🤖 AI Summary
Multi-page document understanding demands fine-grained cross-page visual perception and multi-hop reasoning—capabilities inadequately supported by current multimodal large language models (MLLMs). To address this, we propose EviGRPO, a framework guided by evidence pages that integrates an evidence-aware reward mechanism and a two-stage annotation pipeline, progressively optimizing from coarse-grained page localization to fine-grained reasoning via curriculum learning. We further introduce EviBench, a high-quality training dataset, and ArxivFullQA—the first long-document question answering benchmark featuring full-length academic papers.
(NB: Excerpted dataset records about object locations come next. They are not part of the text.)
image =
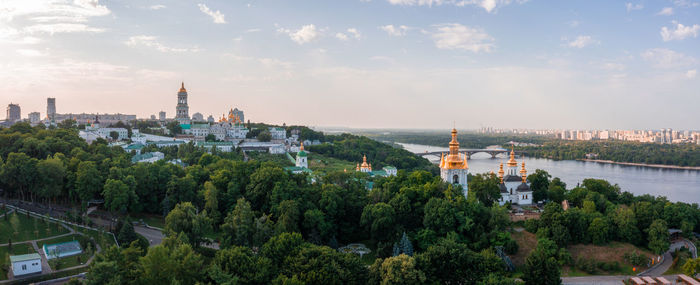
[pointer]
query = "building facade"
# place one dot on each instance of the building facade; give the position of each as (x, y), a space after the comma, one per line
(182, 111)
(453, 167)
(14, 113)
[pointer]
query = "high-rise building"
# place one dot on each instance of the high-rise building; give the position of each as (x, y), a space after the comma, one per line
(34, 117)
(50, 108)
(182, 111)
(14, 113)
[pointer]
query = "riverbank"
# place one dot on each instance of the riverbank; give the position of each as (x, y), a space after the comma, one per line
(643, 164)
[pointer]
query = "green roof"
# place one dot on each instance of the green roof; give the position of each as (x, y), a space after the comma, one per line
(24, 257)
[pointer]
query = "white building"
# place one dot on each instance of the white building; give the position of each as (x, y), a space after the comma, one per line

Extensive experiments demonstrate that EviGRPO achieves state-of-the-art performance across multiple multi-page document benchmarks while maintaining competitive accuracy on single-page tasks, validating its generality and effectiveness.
📝 Abstract
Understanding multi-page documents poses a significant challenge for multimodal large language models (MLLMs), as it requires fine-grained visual comprehension and multi-hop reasoning across pages. While prior work has explored reinforcement learning (RL) for enhancing advanced reasoning in MLLMs, its application to multi-page document understanding remains underexplored. In this paper, we introduce DocR1, an MLLM trained with a novel RL framework, Evidence Page-Guided GRPO (EviGRPO). EviGRPO incorporates an evidence-aware reward mechanism that promotes a coarse-to-fine reasoning strategy, guiding the model to first retrieve relevant pages before generating answers. This training paradigm enables us to build high-quality models with limited supervision. To support this, we design a two-stage annotation pipeline and a curriculum learning strategy, based on which we construct two datasets: EviBench, a high-quality training set with 4.8k examples, and ArxivFullQA, an evaluation benchmark with 8.6k QA pairs based on scientific papers. Extensive experiments across a wide range of benchmarks demonstrate that DocR1 achieves state-of-the-art performance on multi-page tasks, while consistently maintaining strong results on single-page benchmarks.